Expert Evidence Not Necessarily Sufficient to Preclude Summary Judgment — Good Quote; Statements of Undisputed Fact

Experts and Summary Judgment. The Second Circuit affirmed summary judgment for the plaintiff in Major League Baseball Props., Inc. v. Salvino, Inc., 2008 U.S. App. LEXIS 19349 (2d Cir. Sept. 12, 2008), in substantial part because the defendant’s economic expert did not conduct adequate empirical analysis to support opinions he offered in opposition to the evidence of the plaintiff’s expert. Pithy quote:

"An expert's report is not a talisman against summary judgment." [Quoting Raskin v. Wyatt Co., 125 F.3d 55, 66 (2d Cir. 1997).]
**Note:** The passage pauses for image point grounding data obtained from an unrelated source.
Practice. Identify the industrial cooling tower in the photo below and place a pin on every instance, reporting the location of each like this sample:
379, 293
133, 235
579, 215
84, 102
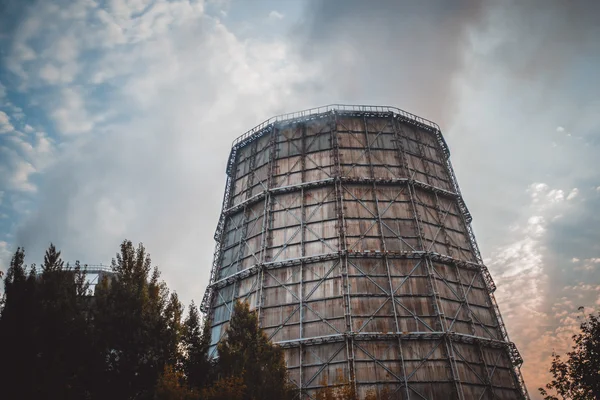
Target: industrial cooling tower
344, 229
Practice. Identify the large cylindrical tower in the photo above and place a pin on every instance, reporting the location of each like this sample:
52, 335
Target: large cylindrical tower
344, 228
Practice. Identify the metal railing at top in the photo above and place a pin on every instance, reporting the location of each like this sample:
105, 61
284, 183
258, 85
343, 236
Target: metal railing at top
313, 112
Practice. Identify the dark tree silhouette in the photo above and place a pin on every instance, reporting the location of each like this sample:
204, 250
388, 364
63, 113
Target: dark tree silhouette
578, 376
127, 341
196, 341
248, 353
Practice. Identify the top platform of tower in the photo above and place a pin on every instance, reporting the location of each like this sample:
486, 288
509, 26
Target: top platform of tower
342, 109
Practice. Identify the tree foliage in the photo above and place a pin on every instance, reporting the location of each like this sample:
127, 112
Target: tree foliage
129, 340
577, 377
248, 353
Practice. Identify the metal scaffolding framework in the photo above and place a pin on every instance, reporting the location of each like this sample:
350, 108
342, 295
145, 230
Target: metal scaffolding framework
345, 229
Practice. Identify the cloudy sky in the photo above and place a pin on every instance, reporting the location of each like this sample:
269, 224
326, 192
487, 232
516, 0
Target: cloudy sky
116, 119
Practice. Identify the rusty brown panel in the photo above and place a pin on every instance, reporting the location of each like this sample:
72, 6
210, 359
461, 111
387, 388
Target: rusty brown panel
379, 125
507, 394
321, 247
329, 287
478, 391
317, 174
348, 141
289, 132
318, 270
353, 156
407, 267
321, 212
318, 127
425, 137
385, 157
288, 165
352, 124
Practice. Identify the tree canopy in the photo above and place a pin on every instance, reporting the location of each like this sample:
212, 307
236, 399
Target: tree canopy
129, 340
577, 376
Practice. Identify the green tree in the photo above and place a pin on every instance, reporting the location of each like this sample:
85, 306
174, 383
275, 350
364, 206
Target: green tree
62, 329
248, 353
171, 386
18, 330
578, 377
136, 327
196, 341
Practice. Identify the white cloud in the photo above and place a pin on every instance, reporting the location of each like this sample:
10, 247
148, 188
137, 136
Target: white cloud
522, 269
70, 115
574, 193
275, 15
5, 125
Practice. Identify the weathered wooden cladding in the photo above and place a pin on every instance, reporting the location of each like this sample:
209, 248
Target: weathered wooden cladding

Statements of Undisputed Fact. Given that the pending proposals to amend Federal Rule of Civil Procedure 56 would nationalize the requirement of serving, and responding to, Statements of Undisputed Facts in conjunction with summary judgment motions, this opinion illustrates the importance of filing affidavits or declarations that satisfy Federal Rule of Evidence 803(6) (the business records exception). The principal objection of the defendant to the plaintiff’s Statement of Undisputed Facts was to object on hearsay, foundation and relevance (“not material”) grounds. (Under Federal Rule of Civil Procedure 56(e): “A supporting or opposing affidavit must be made on personal knowledge, set out facts that would be admissible in evidence, and show that the affiant is competent to testify on the matters stated.”). The Second Circuit relied on the supporting affidavits proffered by the plaintiff with its summary judgment motion as demonstrating the admissibility of the evidence on which summary judgment was granted.